Fig. 23.1
Microperc set with the all-seeing needle (a) and flexible micro-optics (b) with the final vision of the percutaneous access after the needle removal (c)
23.2 Microperc and the Limitation of the Reduced Quality and Field of Vision
The necessity to employ a thin optics containing few fibres implies the generation of less light, thus a reduced illumination with a reduced image resolution of the working field. Additionally, the rigid optics has a limited field of vision, with no possibility to follow a mobile stone or escaped fragments during lithotripsy and no possibility to check all the calyces for residual fragments at the end of the procedure.
23.3 Microperc and the Limitation of the “Break and Leave” Principle
Microperc is based on the principle of “break and leave”, similarly to some RIRS and all ESWL. The lack of stone extraction after lithotripsy might be considered as a limitation factor, may cause renal colics postoperatively and also produce lower clearance rates [9]. Some urologists also succeeded in retrieving stone fragments for analysis using a basket catheter through the 8F microsheath [10].
23.4 Microperc and the Limitation of the High Renal Pelvic Pressures
If lithotripsy is carried out using a 200 μm laser fibre with adequate energy and frequency settings until complete disintegration of the stone, the issue of high renal pelvic pressures (RPP) for a prolonged time interval becomes relevant. From this point of view, Microperc suffers of the limitations of RIRS, working with a mean RPP of 33 mmHg and developing peaks as high as 170–328 mmHg [11].
Normal RPP is 5–15 mmHg, a 30–40 mmHg RPP for more than 10 min causes intrarenal reflux (pyelovenous, pyelolymphatic/pyelotubular, pyelointerstitial) with potential harmful consequences and forniceal damage takes place with 80–100 mmHg RPP [12]. Cadaveric studies revealed that with a 12/14F ureteral access sheath, even with high irrigation pressures, RPP remains within acceptable values [13]. On patients these data were also confirmed [14].
RPP generally remains low during PNL, if no mistakes like Amplatz malpositioning or anatomical problems like narrow infundibula occur [15]. During Microperc the irrigation system creates 50 mmHg RPP with a flow rate of 16 ml/min, and 100 mmHg RPP with 23 ml/min using saline when the optics is within the needle [6]. The question is whether this situation poses Microperc at increased risk of complications, especially in children [16].
23.5 Solving All Microperc Limitations: Micro-ECIRS
To our knowledge here, we report the first technical description of micro-ECIRS, a feasible and safe modification of the well-known one-step Microperc technique [17]. The idea of combining retrograde flexible ureteroscopy (with or without ureteral access sheath) with Microperc, with the patient in the Galdakao-modified supine Valdivia position (Fig. 23.2), is a proposal intended to solve most limitations of Microperc, also providing further advantages:
Fig. 23.2
Patient in the Galdakao-modified supine Valdivia position ready for micro-ECIRS
The morphology of the collecting system can be preliminarily examined, integrating the preoperative data from CT scans.
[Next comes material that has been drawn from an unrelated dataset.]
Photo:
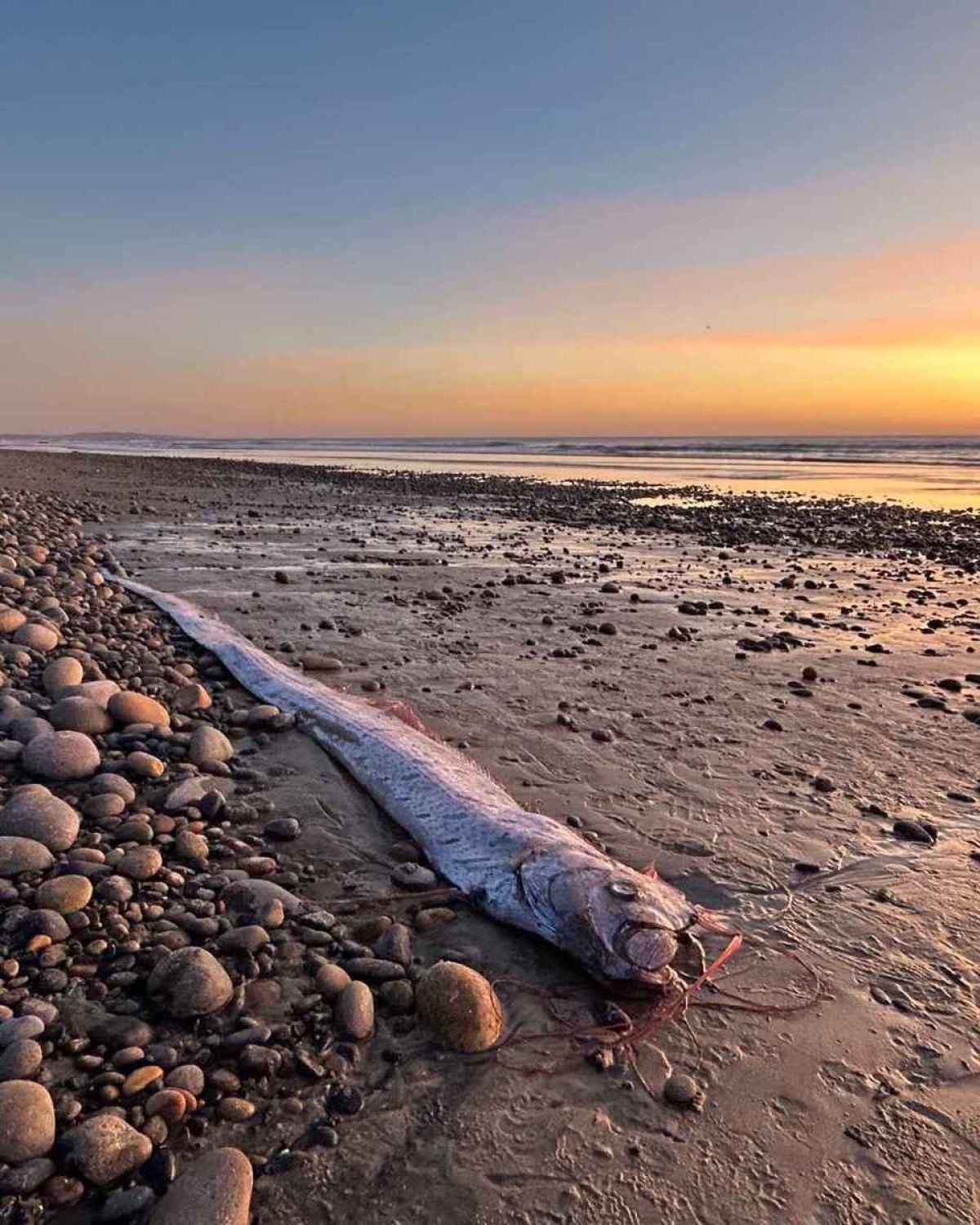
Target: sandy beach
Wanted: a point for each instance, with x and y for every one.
(776, 702)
Stone features (mainly position, size, hardness) can be ascertained at the beginning of the procedure for an optimal strategic planning.
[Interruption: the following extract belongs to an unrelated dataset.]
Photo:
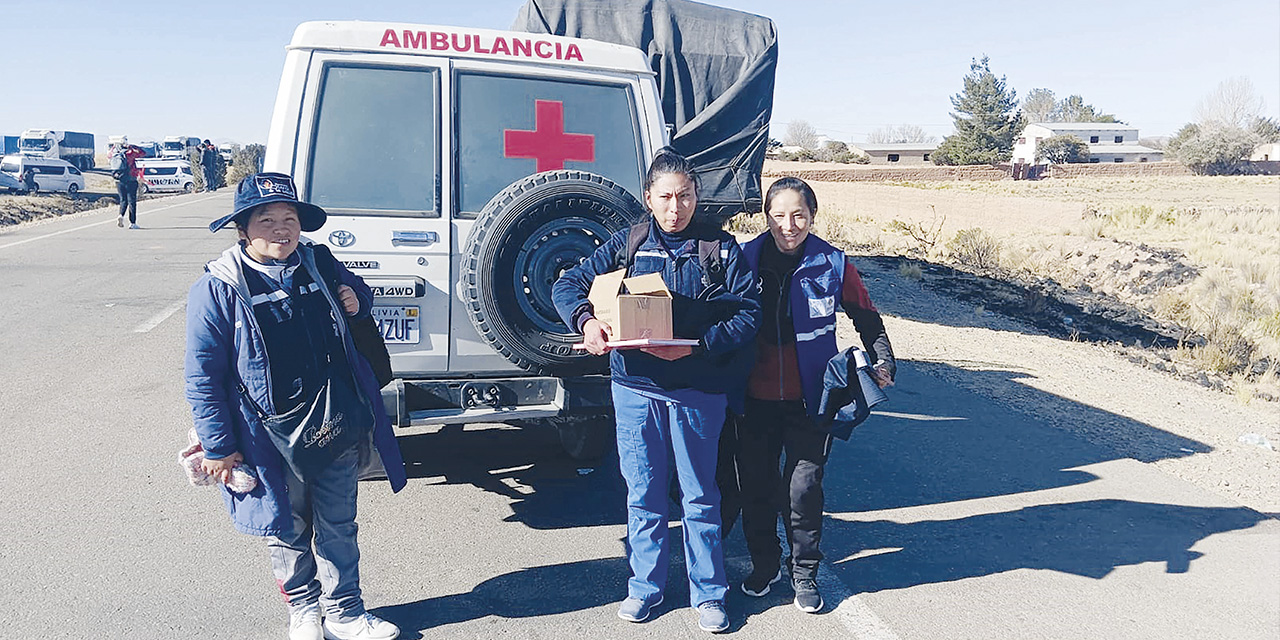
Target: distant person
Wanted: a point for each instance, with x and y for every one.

The best calyx to puncture can be chosen in real time, also examining its dynamic features with irrigation.
Access to the renal collecting system is achieved under fluoroscopic and Endovision control (Fig. 23.3) after preliminary ultrasound for controlling adjacent viscera and for identifying the correct inclination of the needle for the single access, avoiding as much as possible bleeding and multiple puncturing attempts.
Fig. 23.3
Endovision application of the all-seeing needle
Migration of the stone into the ureter during initial irrigation or subsequent fragmentation is hindered.
Vision during lithotripsy is improved because of the retrograde illumination of the operating field (Fig. 23.4).
Fig. 23.4
The all-seeing needle with micro-optics and laser fibre inserted (retrograde flexible vision)
Vision during lithotripsy is also improved by the retrograde irrigation via the flexible ureteroscope.
Whether better vision reduces operating time remains to be determined [10].
Intrarenal pressures are concomitantly maintained low in presence of the ureteral access sheath, thus reducing resorption and uroseptic risk.
Thanks to the ureteral access sheath, sand from lithotripsy can be washed out retrogradely (Fig. 23.5).